Introduction

What is The New Yorker? I know it’s a great magazine and that it’s a tremendous source of pleasure in my life. But what exactly is it? This blog’s premise is that The New Yorker is a work of art, as worthy of comment and analysis as, say, Keats’s “Ode on a Grecian Urn.” Each week I review one or more aspects of the magazine’s latest issue. I suppose it’s possible to describe and analyze an entire issue, but I prefer to keep my reviews brief, and so I usually focus on just one or two pieces, to explore in each the signature style of its author. A piece by Nick Paumgarten is not like a piece by Jill Lepore, and neither is like a piece by Ian Frazier. One could not mistake Collins for Seabrook, or Bilger for Galchen, or Mogelson for Kolbert. Each has found a style, and it is that style that I respond to as I read, and want to understand and describe.

Monday, October 17, 2022

Acts of Seeing: Burnt Bridge Piles

Inkerman Lake, 2022 (Photo by John MacDougall)

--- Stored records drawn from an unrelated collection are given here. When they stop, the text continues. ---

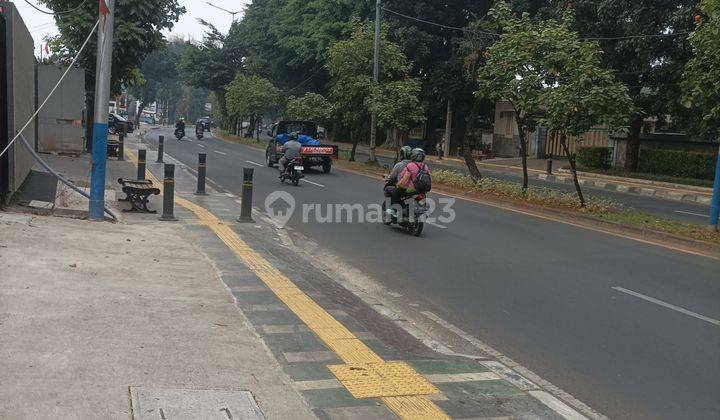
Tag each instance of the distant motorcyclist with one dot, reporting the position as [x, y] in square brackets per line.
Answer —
[180, 129]
[292, 150]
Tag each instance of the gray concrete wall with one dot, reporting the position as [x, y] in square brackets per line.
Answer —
[60, 121]
[21, 93]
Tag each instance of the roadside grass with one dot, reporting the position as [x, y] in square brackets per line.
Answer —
[597, 208]
[646, 176]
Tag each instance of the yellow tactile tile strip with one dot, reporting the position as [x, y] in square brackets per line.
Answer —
[365, 374]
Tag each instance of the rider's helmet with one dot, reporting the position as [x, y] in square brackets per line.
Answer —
[417, 155]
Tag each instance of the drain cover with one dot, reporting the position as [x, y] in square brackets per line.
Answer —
[183, 404]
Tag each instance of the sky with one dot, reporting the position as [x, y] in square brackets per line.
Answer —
[41, 25]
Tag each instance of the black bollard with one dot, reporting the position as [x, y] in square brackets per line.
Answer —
[202, 171]
[142, 153]
[161, 149]
[121, 147]
[246, 208]
[169, 194]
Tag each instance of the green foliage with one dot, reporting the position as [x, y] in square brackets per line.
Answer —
[397, 105]
[678, 163]
[138, 32]
[352, 92]
[701, 80]
[250, 96]
[594, 157]
[550, 76]
[543, 196]
[310, 107]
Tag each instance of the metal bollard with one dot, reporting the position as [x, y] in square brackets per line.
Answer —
[202, 171]
[142, 160]
[121, 148]
[161, 149]
[169, 194]
[246, 209]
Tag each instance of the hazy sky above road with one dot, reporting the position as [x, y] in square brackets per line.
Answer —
[41, 25]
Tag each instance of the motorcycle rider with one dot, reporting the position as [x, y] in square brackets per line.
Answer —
[292, 150]
[392, 178]
[405, 186]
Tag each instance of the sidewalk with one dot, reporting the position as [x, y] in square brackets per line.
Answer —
[537, 170]
[91, 313]
[121, 320]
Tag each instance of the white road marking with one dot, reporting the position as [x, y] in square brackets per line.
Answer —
[668, 305]
[691, 213]
[314, 183]
[438, 225]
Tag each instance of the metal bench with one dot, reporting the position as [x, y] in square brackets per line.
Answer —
[137, 193]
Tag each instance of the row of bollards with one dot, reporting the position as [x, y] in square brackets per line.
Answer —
[169, 184]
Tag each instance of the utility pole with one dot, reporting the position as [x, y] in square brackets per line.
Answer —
[376, 81]
[715, 206]
[448, 129]
[102, 99]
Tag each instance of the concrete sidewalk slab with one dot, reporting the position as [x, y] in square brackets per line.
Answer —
[88, 310]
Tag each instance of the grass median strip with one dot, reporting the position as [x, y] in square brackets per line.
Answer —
[364, 373]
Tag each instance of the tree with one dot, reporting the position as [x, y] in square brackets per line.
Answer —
[138, 32]
[581, 93]
[350, 67]
[645, 43]
[250, 96]
[701, 80]
[397, 107]
[310, 107]
[550, 76]
[213, 64]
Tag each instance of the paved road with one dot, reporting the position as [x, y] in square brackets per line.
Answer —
[630, 329]
[676, 210]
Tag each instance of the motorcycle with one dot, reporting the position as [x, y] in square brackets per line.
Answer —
[293, 171]
[412, 216]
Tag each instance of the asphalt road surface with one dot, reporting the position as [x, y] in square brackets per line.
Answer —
[630, 329]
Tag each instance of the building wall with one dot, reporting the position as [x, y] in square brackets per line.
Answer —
[20, 92]
[60, 121]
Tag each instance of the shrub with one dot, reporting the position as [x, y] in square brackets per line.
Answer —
[678, 163]
[594, 157]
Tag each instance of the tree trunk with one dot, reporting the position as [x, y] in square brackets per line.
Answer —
[354, 140]
[573, 168]
[467, 147]
[523, 155]
[632, 148]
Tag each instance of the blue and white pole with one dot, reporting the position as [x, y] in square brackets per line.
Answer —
[102, 100]
[715, 208]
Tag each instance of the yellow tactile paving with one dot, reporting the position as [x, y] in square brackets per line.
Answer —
[365, 374]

In this series, I look at some of my own photos and try to determine their governing aesthetic. 

I begin with a picture I took on a recent trip to New Brunswick’s beautiful Acadian Peninsula. It shows a line of charred posts – all that is left of the wooden walking bridge that used to cross Inkerman Lake. The morning light illuminates the burnt piles perfectly. That’s one aspect of the scene that appealed to me – the golden autumnal light on the blackened posts. Another is the way the piles follow one another in a gradual fade toward the opposite shore. I love that receding perspective. Ruskin did, too. In his great The Elements of Drawing (1857), he said,

Another important and pleasurable way of expressing unity is by giving some orderly succession to a number of objects more or less similar. And this succession is most interesting when it is connected with some gradual change in the aspect or character of the objects. Thus the succession of the pillars of a cathedral aisle is most interesting when they retire in perspective, becoming more and more obscure in the distance: so the succession of mountain promontories one behind another, on the flanks of the valley; so the succession of clouds, fading farther and farther towards the horizon; each promontory and each cloud being of different shape, yet all evidently following in a calm and appointed order.